Monday, 27 May 2013

Clarity is a feeling

When I began writing poetry in earnest, and my efforts were scrutinized by others, one comment stood out from the rest. Robert Berold, editor of New Coin at the time, after reading some of my poems, simply muttered "Cerebral".



Having one foot in the academic world, and the other in business, I realize more fully that cerebral means neither intelligent nor effective. It means that your sixth chakra is working at the expense of the others.

For better or worse I was born with a strong instinct for clarity. This is not an easy instinct to practise. It estranged me form my parents, took me away from my spiritual tribe, journeyed me through other spiritual tribes and has eventually brought me to a place of peace, where I can practise this instinct with conviction and commitment.
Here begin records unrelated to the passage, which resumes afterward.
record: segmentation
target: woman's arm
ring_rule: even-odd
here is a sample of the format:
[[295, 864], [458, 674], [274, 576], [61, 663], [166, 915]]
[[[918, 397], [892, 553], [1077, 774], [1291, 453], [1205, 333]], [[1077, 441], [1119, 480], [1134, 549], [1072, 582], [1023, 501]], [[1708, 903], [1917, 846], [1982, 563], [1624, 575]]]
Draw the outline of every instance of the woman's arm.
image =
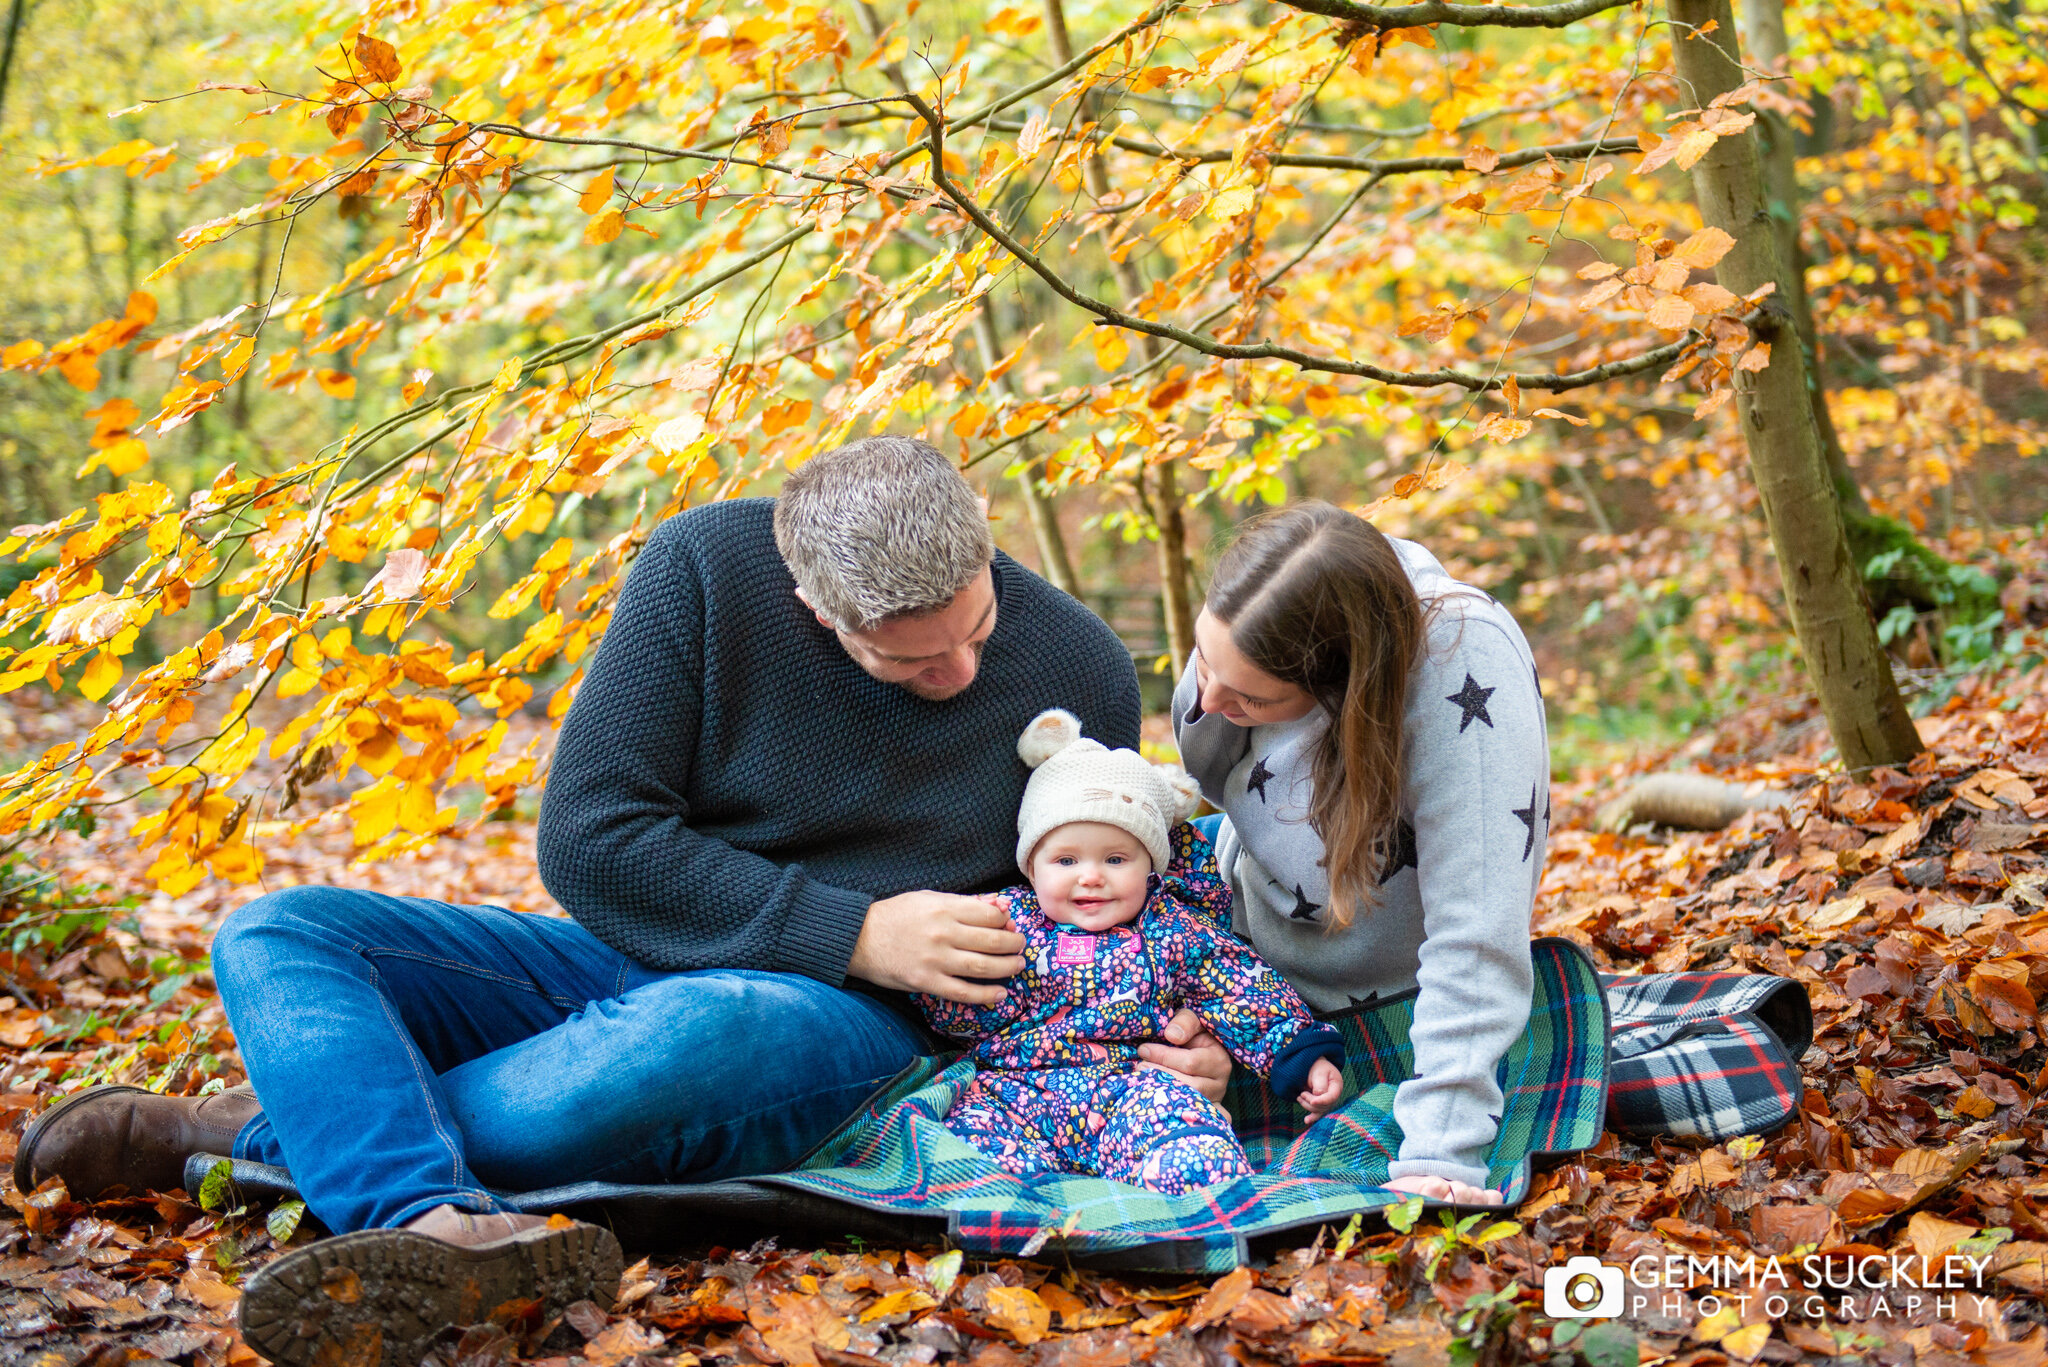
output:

The question "What do you mean?" quickly brings a conversation to bafflement unless the participants have put a fair amount of cerebral activity into their homework of self- knowledge and knowledge of the world.

If you want to know anything about anything you have to think at least a little and reflect on your experience. When you reflect on experience, you create patterns of increasingly aware emotions. As humans we're far more emotional than cerebral, and as a species that's our downfall, because we believe that we're more cerebral than emotional. We're quick to protect individualism, integrity and dignity without doing enough personal scrutiny. We're quick to group, without putting enough energy of insight into group awareness.

We feel, spontaneously. We are aware, spontaneously. Thinking is a choice. We can pilot a way through emotions, choosing where to go and where we refuse to go.

Clarity involves congruence, assonance, agreement, co-operation, kindness and courtesy. You can't say that my clarity is better than yours. A clear word is like a two-edged sword. It will divide as well as create recognition, respect and reciprocity.

To reason is not merely to invoke the rules of logic. Reasoning involves the seat of response, the deepest and most resounding emotions a human is capable of, instinctive and enduring.

Reasoning, in its simplest sense, is thinking with all your heart. It's a meeting point between deliberate thoughtfulness and conscious emotion at the junction where decision is made possible by this exciting confluence of energy.

I love the feeling of reasoning, and I have found myself to be quite alone in this. I expected that in the academic sphere I would find similar intentionality in others, but indeed that experience eluded me more than not.

I am no mountaineer, but I would use the metaphor of having reasoned something through to a satisfactory conclusion as being similar to reaching the summit. Enjoy the view, bask if you wish, but you know that there are so many more to attempt.

There is no conquering of the self. There is no end to stirrings that emanate from the actvity of the imagination, the plight of humanity, the story of this planet, the jumbled emotions of the individual soul.

"Are we clear?" the master-sergeant shouts into the face of the recruit. The recruit knows what the answer has to be.

The living God asks the same question, in a different but no less challenging tone.

Responding is one thing, wording your response another. The link between these is another thread of clarity.